The backward compatibility is actually a second machine in the same package. When inserting a Gameboy or Gameboy Color game in a Game Boy Advance, it presses a switch which change the voltage and which console is booted. It is possible to press that switch manually and boot as old Game Boy without inserting cartridge. Therefore completely different hardware is used when running a GB/GBC game in backward compatibility mode on a GBA, the sound generation and the input are the only things both systems have in common.
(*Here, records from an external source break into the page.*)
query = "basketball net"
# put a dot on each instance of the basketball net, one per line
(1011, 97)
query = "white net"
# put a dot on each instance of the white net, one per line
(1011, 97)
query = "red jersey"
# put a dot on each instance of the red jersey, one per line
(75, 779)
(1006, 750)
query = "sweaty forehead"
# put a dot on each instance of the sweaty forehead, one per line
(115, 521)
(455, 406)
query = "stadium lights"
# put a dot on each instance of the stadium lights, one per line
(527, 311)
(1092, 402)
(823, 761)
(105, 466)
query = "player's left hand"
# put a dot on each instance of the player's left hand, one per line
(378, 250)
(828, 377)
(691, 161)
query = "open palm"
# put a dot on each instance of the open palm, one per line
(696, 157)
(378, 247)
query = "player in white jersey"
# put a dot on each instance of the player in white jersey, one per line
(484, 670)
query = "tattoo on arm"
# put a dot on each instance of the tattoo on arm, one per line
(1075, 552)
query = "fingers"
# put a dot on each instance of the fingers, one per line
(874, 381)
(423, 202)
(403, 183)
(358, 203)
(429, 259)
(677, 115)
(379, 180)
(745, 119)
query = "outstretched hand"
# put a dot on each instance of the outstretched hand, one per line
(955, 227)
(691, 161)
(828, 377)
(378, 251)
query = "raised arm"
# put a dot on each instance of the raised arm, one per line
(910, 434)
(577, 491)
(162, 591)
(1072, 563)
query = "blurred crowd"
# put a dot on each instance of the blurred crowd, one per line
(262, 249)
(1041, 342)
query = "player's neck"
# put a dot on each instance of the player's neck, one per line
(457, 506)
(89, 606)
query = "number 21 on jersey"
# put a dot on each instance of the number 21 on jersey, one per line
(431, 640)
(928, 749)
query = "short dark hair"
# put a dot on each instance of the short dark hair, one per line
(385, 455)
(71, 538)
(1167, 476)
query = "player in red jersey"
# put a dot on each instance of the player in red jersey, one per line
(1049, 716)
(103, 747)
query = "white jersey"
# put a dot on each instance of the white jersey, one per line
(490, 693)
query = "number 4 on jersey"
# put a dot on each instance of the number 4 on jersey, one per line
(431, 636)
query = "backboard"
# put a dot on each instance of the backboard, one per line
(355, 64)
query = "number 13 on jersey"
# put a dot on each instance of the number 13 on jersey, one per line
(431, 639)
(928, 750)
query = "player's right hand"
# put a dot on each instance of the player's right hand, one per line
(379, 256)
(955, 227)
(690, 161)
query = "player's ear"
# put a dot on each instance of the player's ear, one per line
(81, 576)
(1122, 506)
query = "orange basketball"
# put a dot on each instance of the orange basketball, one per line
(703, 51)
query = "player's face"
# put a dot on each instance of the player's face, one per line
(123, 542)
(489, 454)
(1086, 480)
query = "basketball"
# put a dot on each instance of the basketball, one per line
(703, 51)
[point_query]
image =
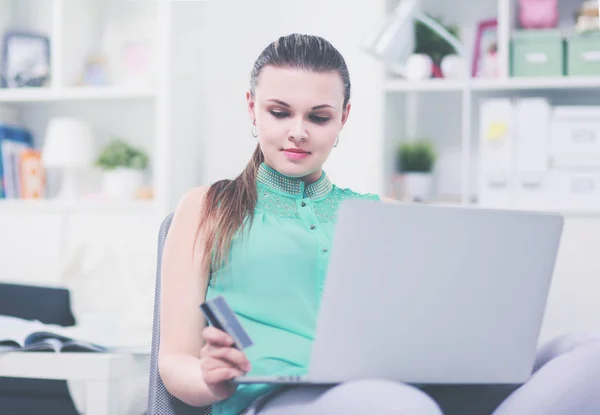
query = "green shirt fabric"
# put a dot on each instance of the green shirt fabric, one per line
(274, 277)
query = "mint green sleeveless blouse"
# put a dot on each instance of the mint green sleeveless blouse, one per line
(275, 275)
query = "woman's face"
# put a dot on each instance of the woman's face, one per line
(298, 116)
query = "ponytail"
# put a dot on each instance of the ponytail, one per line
(227, 204)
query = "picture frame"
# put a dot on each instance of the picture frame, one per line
(25, 60)
(485, 62)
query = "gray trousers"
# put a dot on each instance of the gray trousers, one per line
(566, 381)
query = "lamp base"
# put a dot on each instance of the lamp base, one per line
(70, 188)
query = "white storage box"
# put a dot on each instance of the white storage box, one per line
(532, 191)
(575, 130)
(574, 190)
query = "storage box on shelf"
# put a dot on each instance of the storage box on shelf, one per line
(583, 54)
(537, 53)
(546, 156)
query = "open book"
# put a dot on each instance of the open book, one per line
(30, 335)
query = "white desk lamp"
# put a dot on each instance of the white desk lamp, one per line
(68, 146)
(393, 42)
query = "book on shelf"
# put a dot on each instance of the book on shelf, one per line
(22, 175)
(33, 336)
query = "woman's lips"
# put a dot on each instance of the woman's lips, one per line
(295, 154)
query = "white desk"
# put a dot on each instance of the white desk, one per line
(97, 381)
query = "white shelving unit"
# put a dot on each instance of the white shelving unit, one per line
(79, 29)
(446, 110)
(157, 116)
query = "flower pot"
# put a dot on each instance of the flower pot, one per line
(417, 186)
(122, 183)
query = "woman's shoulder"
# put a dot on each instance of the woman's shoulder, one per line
(191, 200)
(348, 193)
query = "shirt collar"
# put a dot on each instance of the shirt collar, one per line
(293, 187)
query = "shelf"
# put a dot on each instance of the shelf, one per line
(28, 206)
(538, 83)
(441, 85)
(401, 85)
(84, 93)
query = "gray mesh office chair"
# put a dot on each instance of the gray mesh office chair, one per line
(160, 401)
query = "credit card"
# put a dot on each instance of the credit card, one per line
(219, 315)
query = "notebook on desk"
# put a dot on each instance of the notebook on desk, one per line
(18, 334)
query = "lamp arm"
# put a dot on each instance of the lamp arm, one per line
(443, 32)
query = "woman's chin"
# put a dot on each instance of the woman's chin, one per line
(293, 168)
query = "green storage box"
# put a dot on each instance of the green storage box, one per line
(583, 55)
(536, 53)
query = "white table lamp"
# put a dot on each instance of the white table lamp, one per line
(69, 147)
(393, 42)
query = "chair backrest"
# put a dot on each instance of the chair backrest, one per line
(160, 401)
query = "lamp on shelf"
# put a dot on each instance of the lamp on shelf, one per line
(69, 147)
(393, 42)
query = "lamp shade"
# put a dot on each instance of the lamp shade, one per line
(393, 42)
(69, 143)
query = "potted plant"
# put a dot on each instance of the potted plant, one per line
(123, 168)
(415, 162)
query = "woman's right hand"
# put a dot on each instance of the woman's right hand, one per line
(221, 362)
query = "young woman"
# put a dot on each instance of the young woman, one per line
(262, 240)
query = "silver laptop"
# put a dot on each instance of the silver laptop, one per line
(426, 295)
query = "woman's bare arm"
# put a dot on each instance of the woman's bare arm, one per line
(183, 289)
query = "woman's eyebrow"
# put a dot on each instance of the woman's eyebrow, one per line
(285, 104)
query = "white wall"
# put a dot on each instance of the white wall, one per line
(573, 303)
(232, 39)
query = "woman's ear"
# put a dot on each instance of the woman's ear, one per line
(346, 113)
(251, 106)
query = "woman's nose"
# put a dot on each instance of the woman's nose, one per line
(298, 131)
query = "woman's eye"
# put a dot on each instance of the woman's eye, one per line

The Nintendo DS has only the sound generation hardware implemented, as the Sharp LR35902 "Z80" CPU wasn't needed anymore.

  • 3
    I'm aware that it's not a true Z80 chip, but it's similar enough that it's often referred to as a Z80.
    – forest
    Commented Sep 16, 2018 at 0:23
  • Tangential note: the Nintendo DS does allow DS games to use both CPUs (the "new" DS ARM CPU and the "old" GBA ARM CPU, which runs at twice the GBA clock rate when in this mode, and with a different memory layout) Commented Feb 18, 2020 at 11:54
  • @user253751 Yes I meant the Z80, I'll fix this ambiguity in my post thanks.
    – Bregalad
    Commented Feb 18, 2020 at 13:06
  • 1
    @user253751 That's not entirely true. Nintendo's SDK supposedly does not allow game developers to use the ARM7 except through specific SDK-supplied APIs. All game computation must be done on the 67 MHz ARM9, leaving the 33 MHz ARM7 exclusively for audio, wireless, and slot-2 communication. So although the system does run both processors at once, a game developer can't offload certain tasks to the ARM7 to lighten the load on the main processor. In practice, unless the game requires significant software audio processing, the ARM7 will be idle the vast majority of the time.
    – forest
    Commented Feb 14, 2021 at 2:08
  • 2
    @forest Well, Nintendo's SDK may not allow it, but mine does. The machine is perfectly capable of running code on both processors. I don't think I've ever used it except for experimentation. Single-processor embedded code is already tricky enough. Commented Feb 14, 2021 at 6:36

I developed few game on the GBA back in the days and I remember that I looked into using the Z80 but found nothing in the official documentation. Even if possible, it is an unsupported feature and therefore I doubt that any Nintendo approved game uses it.

  • 2
    It would be interesting to find out if it was physically possible. The Nintendo DS for example has both an ARM9 and ARM7 processor, and the latter is downclocked and used on its own to run GBA games, but even NDS games can make use of both processors simultaneously (although Nintendo requires that game makers only use the ARM7 to offload audio and networking processing). I wonder if the GBA can do that as well.